Friday, November 05, 2021

Ochoa v. Davis, No. 16-99008 (11-1-21)(Clifton w/Rawlinson & Collins). The 9th affirms denial of a capital petition. AEDPA deference cuts short consideration of both guilt and sentencing issues. One such issue was Brady. A witness, who had participated in one of the aggravating offenses (a prior sexual assault), testified for the State regarding the petitioner’s involvement in the murder. This witness allegedly had implicated himself  to three separate “jailhouse informants” that he was involved in the murder.
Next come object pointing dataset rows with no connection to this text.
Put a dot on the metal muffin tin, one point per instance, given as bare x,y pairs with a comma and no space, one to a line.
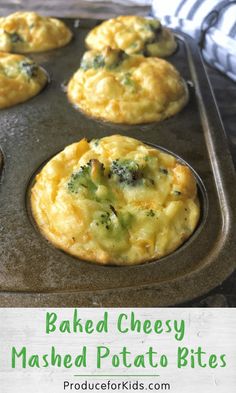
34,273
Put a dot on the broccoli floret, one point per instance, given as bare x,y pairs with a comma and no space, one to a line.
127,171
90,61
109,58
14,37
30,69
88,178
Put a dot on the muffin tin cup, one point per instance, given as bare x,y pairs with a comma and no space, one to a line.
34,273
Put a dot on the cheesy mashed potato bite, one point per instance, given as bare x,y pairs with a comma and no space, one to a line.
116,201
133,34
20,79
116,87
24,32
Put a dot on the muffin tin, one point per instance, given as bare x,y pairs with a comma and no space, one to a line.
34,273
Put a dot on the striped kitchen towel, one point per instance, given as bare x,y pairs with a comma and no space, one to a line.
211,22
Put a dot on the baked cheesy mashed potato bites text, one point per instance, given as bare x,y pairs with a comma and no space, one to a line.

The State Supreme Court held these statements should have been disclosed, but in light of the petitioner’s confession and other evidence, the statements were not material.

The decision is here:

US v. Rizo-Rizo, No. 20-50172 (10-29-21)(Bennett w/Paez & Callahan). For the misdemeanor offense of attempted illegal entry, 1325(a)(1), the 9th holds that knowledge of alienate is not an element of the offense. This is a circuit issue of first impression. The specific intent of “attempted entry” goes to whether the person specifically intended to enter the United States. See US v. Smith-Baltiher, 424 F.3D 913 (9th Cir. 2005). The 9th also distinguishes Rehaif, which construed the scope of “knowingly” as to the elements.

The 9th here takes the approach to regard the offense as a regulatory one, and no presumption of scienter applies. Supporting this too is that Congress had required specific intent in other provisions of 1325; and 1326 has been held to be regulatory.

A valiant appeal by Doug Keller and Michael Marks of the Federal Defenders of San Diego.